Sensini chiarisce che la visione della Grecia spaccata tra l’antichità, come culla della civiltà occidentale, e l’età medievale e moderna, rimaste sottotraccia o addirittura disprezzate, è deleteria; lo diceva già Giacomo Leopardi, che nel 1821, l’anno della rivoluzione greca, lodava l’«invincibile tenacità» di questo popolo, e la «ricordanza» della sua lingua, strumento di resistenza e segreto del leggendario morale di questo popolo. Parole come politeia, «cittadinanza attiva, diritto di cittadinanza, forma di governo», mostrano aspetti in cui alla complessità della lingua corrisponde un’esperienza politica unica, in cui la contrapposizione tra eleutheria, «libertà», e douleia, «schiavitù» è il cardine dell’azione politica; basti pensare che Efialte, il traditore di Leonida alle Termopili nel V secolo a.C., allora come oggi è il sinonimo di «incubo».
È una lingua piena di dei, che ci porta alle origini della religione stessa. Il nome di Metis, Astuzia, divinità marina pre-olimpica, amata da Zeus, collega gli etimi di pensieri, madre, matrice, utero e metro; quella di Ermes, il messaggero degli dei e lo psicopompo, cioè l’accompagnatore delle anime dei morti nell’Ade, concetti come «ermetico» o «ermeneutica». È una lingua che racchiude la storia del mondo precedente alla civiltà greca, come dimostra la presenza di divinità arcaiche, sconfitte dagli dei olimpi e sopravvissute nel mito sotto forma di mostri.

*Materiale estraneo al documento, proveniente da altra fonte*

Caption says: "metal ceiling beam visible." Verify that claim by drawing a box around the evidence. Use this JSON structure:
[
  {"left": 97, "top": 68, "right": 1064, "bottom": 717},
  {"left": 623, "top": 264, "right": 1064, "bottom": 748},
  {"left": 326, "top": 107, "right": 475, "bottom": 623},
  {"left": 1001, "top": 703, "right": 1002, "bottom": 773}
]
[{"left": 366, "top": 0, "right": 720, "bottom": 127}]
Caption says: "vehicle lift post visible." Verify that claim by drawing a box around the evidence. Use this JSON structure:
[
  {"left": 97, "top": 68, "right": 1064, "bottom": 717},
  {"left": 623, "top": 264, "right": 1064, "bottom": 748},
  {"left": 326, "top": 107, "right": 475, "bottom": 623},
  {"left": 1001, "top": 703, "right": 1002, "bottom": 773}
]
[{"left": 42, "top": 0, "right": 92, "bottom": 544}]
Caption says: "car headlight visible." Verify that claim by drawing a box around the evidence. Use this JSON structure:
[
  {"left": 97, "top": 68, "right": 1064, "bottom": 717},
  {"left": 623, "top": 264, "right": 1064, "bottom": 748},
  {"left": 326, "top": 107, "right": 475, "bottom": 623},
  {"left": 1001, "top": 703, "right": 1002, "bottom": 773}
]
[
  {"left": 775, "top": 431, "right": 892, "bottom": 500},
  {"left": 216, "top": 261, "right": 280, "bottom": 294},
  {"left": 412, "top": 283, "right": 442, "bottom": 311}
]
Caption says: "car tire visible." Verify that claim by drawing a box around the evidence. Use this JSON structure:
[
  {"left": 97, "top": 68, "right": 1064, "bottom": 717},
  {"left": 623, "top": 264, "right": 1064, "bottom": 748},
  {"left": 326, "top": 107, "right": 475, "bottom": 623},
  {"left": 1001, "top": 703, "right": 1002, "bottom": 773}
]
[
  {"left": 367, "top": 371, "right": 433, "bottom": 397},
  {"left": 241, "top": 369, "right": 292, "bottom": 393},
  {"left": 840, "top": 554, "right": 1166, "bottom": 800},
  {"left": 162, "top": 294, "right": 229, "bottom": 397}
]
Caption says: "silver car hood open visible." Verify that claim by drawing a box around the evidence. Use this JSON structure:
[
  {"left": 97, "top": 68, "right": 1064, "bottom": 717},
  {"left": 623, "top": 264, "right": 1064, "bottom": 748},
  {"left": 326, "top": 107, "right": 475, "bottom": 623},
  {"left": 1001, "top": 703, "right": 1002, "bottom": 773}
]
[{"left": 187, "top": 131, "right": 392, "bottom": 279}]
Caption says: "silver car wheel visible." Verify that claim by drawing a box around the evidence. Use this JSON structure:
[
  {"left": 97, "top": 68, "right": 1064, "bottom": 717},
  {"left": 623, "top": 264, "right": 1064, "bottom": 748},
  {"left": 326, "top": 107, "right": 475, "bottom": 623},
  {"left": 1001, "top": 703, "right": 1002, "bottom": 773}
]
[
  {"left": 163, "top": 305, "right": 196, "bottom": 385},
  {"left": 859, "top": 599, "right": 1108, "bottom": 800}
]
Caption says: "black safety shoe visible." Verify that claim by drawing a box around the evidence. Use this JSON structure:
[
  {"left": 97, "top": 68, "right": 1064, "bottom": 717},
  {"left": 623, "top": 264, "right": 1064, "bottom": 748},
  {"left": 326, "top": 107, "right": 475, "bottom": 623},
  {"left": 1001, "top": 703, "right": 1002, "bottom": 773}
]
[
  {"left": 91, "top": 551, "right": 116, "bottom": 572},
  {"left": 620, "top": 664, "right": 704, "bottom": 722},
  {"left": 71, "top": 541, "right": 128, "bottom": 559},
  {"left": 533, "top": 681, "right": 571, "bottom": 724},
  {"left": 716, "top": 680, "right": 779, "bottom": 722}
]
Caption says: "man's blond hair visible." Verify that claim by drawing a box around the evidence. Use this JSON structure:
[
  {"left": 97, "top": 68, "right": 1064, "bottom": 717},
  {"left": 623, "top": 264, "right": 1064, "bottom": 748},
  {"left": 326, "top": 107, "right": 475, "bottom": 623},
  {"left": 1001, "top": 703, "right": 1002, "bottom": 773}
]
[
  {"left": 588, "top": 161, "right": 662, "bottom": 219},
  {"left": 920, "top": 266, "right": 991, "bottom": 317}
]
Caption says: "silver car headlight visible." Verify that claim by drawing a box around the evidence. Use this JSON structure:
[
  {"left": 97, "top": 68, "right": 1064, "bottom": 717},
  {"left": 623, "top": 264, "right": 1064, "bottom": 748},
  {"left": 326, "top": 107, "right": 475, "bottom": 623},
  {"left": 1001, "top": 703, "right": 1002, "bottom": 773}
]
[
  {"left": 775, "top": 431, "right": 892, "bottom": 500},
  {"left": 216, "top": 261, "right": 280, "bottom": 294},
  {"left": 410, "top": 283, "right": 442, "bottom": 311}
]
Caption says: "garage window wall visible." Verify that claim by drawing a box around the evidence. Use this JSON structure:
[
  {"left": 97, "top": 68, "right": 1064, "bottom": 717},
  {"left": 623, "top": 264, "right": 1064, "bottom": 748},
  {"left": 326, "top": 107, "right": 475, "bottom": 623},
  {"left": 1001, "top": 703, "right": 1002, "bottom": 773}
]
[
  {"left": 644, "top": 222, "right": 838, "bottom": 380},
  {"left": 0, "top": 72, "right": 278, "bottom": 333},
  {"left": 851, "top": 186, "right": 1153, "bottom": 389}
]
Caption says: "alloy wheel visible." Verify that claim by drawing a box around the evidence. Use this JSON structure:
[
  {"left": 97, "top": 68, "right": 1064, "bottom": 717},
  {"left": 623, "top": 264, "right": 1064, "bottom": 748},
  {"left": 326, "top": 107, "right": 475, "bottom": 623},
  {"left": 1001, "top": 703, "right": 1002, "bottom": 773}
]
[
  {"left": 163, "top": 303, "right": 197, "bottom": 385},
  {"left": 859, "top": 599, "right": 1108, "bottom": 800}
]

La gorgone Medusa, bellissima divinità acquatica violentata da Poseidone in modo sacrilego nel tempio di Atena, è poi trasformata in orrenda creatura dai capelli serpentiformi, come per indicare nella sua bellezza la causa dell’empietà (uno dei tanti casi di victim blaming nel mondo antico); però la sua testa, mozzata da Perseo, continua ad avere proprietà protettive sotto forma di egida, un amuleto posto al centro dello scudo, o della corazza, di Atena.

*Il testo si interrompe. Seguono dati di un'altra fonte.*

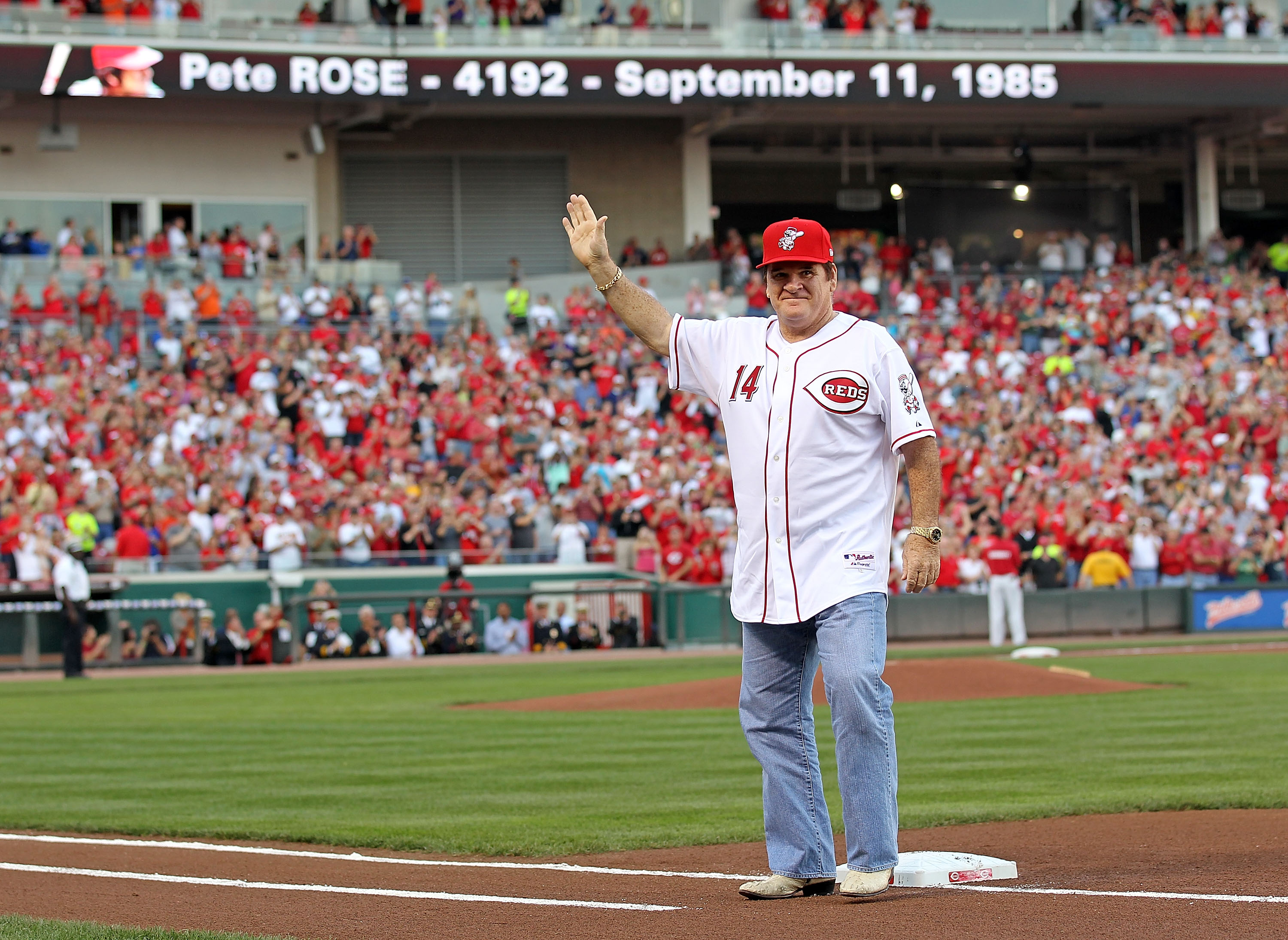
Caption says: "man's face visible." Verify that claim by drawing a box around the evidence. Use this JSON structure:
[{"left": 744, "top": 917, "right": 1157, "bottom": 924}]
[{"left": 765, "top": 262, "right": 836, "bottom": 322}]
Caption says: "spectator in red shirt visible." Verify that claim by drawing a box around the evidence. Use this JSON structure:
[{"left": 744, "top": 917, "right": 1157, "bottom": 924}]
[
  {"left": 1189, "top": 529, "right": 1227, "bottom": 588},
  {"left": 689, "top": 538, "right": 724, "bottom": 584},
  {"left": 661, "top": 525, "right": 697, "bottom": 581},
  {"left": 980, "top": 525, "right": 1028, "bottom": 646},
  {"left": 115, "top": 512, "right": 152, "bottom": 574},
  {"left": 1158, "top": 526, "right": 1190, "bottom": 587}
]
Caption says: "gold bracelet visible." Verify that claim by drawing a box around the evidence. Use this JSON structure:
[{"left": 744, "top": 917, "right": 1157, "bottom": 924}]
[{"left": 595, "top": 268, "right": 622, "bottom": 292}]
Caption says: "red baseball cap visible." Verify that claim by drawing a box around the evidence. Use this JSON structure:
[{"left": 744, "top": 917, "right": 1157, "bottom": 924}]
[
  {"left": 756, "top": 219, "right": 835, "bottom": 268},
  {"left": 90, "top": 45, "right": 164, "bottom": 72}
]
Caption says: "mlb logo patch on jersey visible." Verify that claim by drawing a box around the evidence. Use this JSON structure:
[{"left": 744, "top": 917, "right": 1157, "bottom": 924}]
[
  {"left": 805, "top": 368, "right": 868, "bottom": 415},
  {"left": 841, "top": 551, "right": 877, "bottom": 572}
]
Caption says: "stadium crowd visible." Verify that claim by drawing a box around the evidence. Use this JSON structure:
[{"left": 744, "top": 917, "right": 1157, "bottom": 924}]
[{"left": 0, "top": 220, "right": 1288, "bottom": 608}]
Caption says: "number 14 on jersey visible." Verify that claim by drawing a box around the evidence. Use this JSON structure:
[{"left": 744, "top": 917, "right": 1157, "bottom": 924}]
[{"left": 729, "top": 366, "right": 765, "bottom": 402}]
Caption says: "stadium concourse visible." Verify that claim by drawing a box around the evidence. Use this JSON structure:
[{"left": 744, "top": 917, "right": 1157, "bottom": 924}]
[{"left": 0, "top": 233, "right": 1288, "bottom": 641}]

Nella sua straordinaria longevità, il greco ha consapevolmente racchiuso millenni di storia in migliaia di nomi da far sopravvivere nella memoria dei posteri, nomi così evocativi e altisonanti da imprimersi nella memoria degli aedi e dei rapsodi, e nelle orecchie di chi li ascoltava al suono della cetra, come quelli del catalogo delle navi degli Achei, schierate nelle acque davanti a Troia, nel secondo libro dell’Iliade. Il tutto grazie alle Muse, dee figlie di Mnemosyne, Memoria, capaci di infondere nel poeta l’enthousiasmos, l’ispirazione in grado di farlo uscire della dimensione umana e farlo avvicinare al divino.
Importante valore aggiunto del libro è l’aggancio continuo con il neogreco e la storia politica e culturale della Grecia medievale e moderna, in Italia ancora troppo poco conosciuta. In fin dei conti, gli abitanti dell’impero romano d’Oriente, sopravvissuto fino al 1453, si autoproclamavano Roméi, cioè Romani. E come scrisse duecento anni fa Percy Bysshe Shelley, we are all Greeks.